Data processing addendum (DPA)

The Customer is the controller (or processor on behalf of its own customers). Informly is the processor (or sub-processor where the Customer is itself a processor). Each party will comply with its respective obligations under applicable data protection law.

Subject matter: provision of the Informly service. Duration: the contract term plus deletion/return periods. Nature + purpose: hosting, transmitting, and analyzing personal data submitted by the Customer to deliver the service. Data subjects: end-customers of the Customer. Categories of data: contact identifiers, survey responses, transactional and behavioral data, and ticket content.

Informly processes personal data only on documented Customer instructions, including transfers to third countries, unless required by law (in which case Informly will inform the Customer beforehand unless prohibited).

Personnel authorized to process personal data are bound by confidentiality. Access is restricted to those with a need-to-know basis.

Informly implements appropriate technical and organizational measures, including those described on our Security page. Customer may request our current security documentation under NDA.

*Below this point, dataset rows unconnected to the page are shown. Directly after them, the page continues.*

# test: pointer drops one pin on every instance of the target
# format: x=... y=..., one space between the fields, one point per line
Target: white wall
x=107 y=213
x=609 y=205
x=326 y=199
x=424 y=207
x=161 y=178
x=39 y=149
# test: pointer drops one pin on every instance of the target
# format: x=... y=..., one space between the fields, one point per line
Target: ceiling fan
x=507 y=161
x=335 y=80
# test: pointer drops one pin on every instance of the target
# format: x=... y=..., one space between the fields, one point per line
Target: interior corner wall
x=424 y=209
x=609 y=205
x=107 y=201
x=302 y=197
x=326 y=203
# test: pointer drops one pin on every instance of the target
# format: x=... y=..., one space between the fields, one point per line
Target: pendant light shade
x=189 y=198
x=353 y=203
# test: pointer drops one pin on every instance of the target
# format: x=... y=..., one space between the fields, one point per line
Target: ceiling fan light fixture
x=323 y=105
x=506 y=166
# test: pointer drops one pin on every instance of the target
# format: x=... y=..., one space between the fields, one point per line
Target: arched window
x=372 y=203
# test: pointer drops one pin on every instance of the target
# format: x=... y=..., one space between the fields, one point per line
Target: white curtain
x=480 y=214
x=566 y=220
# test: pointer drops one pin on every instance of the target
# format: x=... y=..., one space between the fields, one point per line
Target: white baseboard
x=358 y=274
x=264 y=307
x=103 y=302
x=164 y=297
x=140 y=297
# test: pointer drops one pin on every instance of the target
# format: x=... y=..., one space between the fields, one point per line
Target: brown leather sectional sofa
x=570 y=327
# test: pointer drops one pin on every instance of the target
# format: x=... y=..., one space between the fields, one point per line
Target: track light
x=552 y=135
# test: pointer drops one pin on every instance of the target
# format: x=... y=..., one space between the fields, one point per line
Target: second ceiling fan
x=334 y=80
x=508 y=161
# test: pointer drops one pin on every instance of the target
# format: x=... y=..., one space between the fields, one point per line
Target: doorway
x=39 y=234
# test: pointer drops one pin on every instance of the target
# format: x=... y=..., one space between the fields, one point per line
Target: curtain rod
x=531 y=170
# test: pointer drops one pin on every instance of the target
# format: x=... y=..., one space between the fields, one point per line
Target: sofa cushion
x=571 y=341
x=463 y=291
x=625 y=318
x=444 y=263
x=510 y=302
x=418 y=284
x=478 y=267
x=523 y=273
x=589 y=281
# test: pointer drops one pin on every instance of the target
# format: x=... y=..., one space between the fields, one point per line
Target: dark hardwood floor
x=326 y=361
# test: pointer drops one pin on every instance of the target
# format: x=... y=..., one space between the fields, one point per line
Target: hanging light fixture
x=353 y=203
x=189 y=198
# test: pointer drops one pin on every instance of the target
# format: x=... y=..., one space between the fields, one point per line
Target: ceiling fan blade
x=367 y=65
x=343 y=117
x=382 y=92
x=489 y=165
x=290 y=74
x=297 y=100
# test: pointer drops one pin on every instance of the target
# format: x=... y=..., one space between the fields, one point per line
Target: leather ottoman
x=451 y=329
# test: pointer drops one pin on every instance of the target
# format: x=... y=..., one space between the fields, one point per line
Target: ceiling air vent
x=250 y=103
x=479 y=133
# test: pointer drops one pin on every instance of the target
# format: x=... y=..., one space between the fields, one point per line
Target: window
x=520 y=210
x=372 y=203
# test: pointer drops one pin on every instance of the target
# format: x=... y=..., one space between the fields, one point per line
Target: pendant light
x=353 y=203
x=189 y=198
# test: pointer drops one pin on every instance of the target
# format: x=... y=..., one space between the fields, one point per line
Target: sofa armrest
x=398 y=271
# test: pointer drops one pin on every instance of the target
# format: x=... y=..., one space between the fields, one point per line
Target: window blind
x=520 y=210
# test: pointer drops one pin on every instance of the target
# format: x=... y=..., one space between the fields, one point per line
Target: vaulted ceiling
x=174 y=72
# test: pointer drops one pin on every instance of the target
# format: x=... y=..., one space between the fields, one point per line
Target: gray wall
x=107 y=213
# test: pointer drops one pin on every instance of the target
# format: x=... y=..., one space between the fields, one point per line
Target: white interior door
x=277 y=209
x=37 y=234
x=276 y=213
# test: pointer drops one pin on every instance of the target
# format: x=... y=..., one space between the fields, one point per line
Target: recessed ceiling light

Customer authorizes Informly to engage sub-processors listed at /legal/sub-processors. We notify Customer at least 30 days before adding a sub-processor; Customer may object on reasonable data-protection grounds.

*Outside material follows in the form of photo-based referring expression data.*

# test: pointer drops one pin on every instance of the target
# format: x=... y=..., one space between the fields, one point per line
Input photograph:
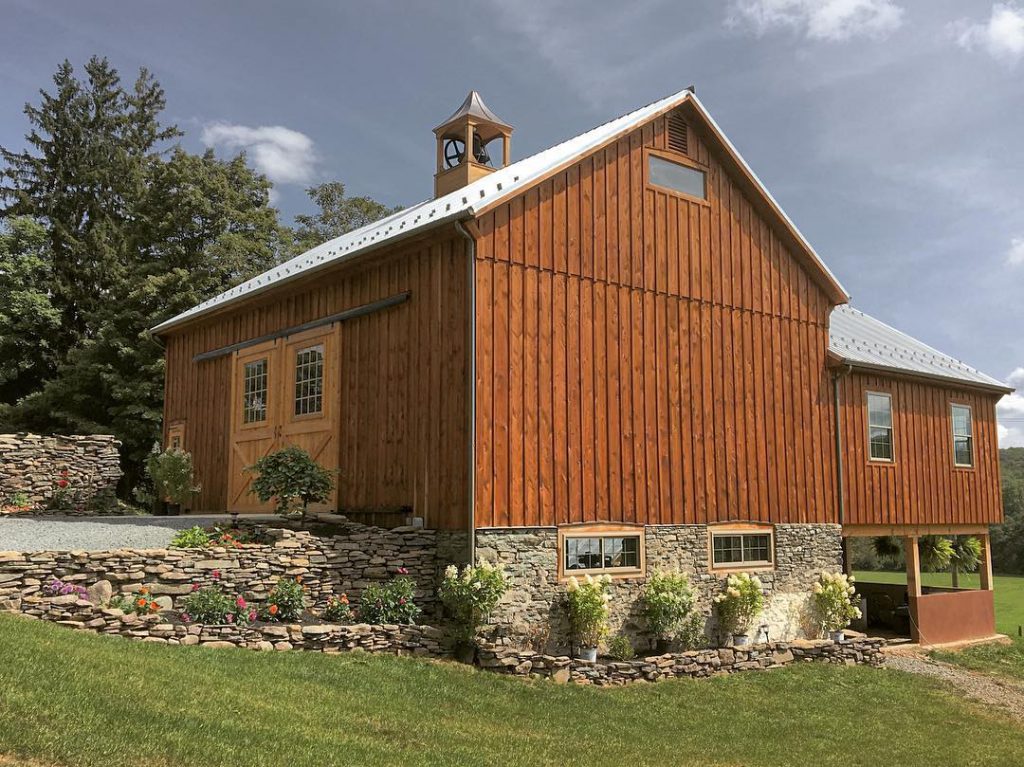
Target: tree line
x=108 y=227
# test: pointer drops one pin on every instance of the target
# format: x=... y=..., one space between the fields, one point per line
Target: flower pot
x=465 y=652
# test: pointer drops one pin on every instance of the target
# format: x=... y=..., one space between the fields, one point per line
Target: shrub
x=739 y=603
x=471 y=595
x=588 y=603
x=833 y=597
x=211 y=605
x=390 y=602
x=139 y=604
x=667 y=602
x=285 y=602
x=290 y=476
x=172 y=475
x=338 y=609
x=621 y=648
x=58 y=588
x=194 y=538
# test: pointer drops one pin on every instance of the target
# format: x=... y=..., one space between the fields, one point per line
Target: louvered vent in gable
x=677 y=133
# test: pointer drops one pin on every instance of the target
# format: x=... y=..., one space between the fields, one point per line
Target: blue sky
x=890 y=130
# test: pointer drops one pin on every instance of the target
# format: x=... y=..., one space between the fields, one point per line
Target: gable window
x=880 y=426
x=254 y=391
x=963 y=435
x=597 y=551
x=676 y=176
x=741 y=548
x=309 y=380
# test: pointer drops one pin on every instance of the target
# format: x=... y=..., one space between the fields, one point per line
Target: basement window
x=731 y=549
x=963 y=436
x=595 y=551
x=676 y=177
x=880 y=426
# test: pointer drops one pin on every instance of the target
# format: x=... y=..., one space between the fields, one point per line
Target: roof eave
x=179 y=321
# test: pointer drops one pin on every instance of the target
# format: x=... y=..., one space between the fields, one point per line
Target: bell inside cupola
x=473 y=126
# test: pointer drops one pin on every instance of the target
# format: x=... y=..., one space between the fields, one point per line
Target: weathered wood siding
x=403 y=417
x=646 y=357
x=921 y=485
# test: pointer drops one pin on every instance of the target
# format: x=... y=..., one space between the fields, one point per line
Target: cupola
x=473 y=126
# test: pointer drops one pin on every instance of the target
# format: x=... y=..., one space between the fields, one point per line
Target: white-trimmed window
x=740 y=548
x=963 y=435
x=601 y=550
x=880 y=426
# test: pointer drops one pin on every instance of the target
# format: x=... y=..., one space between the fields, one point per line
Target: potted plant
x=834 y=599
x=588 y=605
x=738 y=604
x=172 y=475
x=667 y=602
x=292 y=478
x=469 y=597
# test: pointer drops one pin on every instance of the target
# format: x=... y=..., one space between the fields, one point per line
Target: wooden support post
x=985 y=566
x=912 y=556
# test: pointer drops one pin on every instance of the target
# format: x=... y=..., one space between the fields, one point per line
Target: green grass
x=1009 y=593
x=76 y=698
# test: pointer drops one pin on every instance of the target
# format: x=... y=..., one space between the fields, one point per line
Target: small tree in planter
x=292 y=478
x=588 y=604
x=173 y=478
x=667 y=602
x=737 y=606
x=834 y=599
x=469 y=597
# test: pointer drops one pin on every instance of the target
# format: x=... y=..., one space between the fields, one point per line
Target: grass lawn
x=1009 y=593
x=76 y=698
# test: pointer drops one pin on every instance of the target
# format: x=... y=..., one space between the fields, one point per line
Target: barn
x=615 y=355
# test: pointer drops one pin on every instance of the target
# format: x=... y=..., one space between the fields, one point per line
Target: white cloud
x=1015 y=256
x=1010 y=413
x=286 y=156
x=818 y=19
x=1001 y=36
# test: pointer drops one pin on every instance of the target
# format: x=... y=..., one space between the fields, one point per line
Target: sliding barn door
x=284 y=392
x=309 y=417
x=256 y=393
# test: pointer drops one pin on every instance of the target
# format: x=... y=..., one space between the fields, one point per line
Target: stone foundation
x=532 y=612
x=345 y=562
x=34 y=466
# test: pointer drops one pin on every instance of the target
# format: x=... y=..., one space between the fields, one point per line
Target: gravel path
x=1005 y=694
x=95 y=534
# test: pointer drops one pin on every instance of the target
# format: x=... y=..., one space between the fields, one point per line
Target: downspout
x=471 y=386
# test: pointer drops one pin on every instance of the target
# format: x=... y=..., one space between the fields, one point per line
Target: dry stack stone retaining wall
x=344 y=562
x=32 y=465
x=534 y=610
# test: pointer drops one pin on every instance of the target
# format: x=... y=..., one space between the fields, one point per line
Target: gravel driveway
x=95 y=534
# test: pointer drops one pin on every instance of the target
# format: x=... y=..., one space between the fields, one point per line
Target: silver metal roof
x=864 y=341
x=465 y=203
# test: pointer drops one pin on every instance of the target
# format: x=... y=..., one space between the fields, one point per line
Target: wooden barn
x=615 y=355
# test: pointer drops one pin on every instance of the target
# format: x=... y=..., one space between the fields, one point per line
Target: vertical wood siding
x=403 y=411
x=646 y=357
x=921 y=485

Informly provides tools to help Customer respond to data subject requests. Where requests come to Informly directly, we forward them to Customer without responding, unless legally required.

Informly notifies Customer of a personal data breach affecting Customer data without undue delay (and in any case within 72 hours of becoming aware), providing the information required for Customer to fulfill its own notification obligations.

Where personal data is transferred outside the EEA/UK to a country without an adequacy decision, the parties rely on the EU Standard Contractual Clauses (EU SCCs) and UK International Data Transfer Addendum (UK IDTA), incorporated by reference, with supplementary measures as described in our transfer impact assessment.

Customer may, no more than once per year and on reasonable prior notice, audit Informly's compliance through (a) review of independent audit reports (SOC 2 once available), or (b) a written questionnaire. On-site audits are available for enterprise customers on reasonable notice.

On termination, Informly deletes or returns all personal data within 30 days, unless law requires longer retention.

In case of conflict, this DPA prevails over other terms with respect to processing of personal data. Standard Contractual Clauses prevail over this DPA for transfers they cover.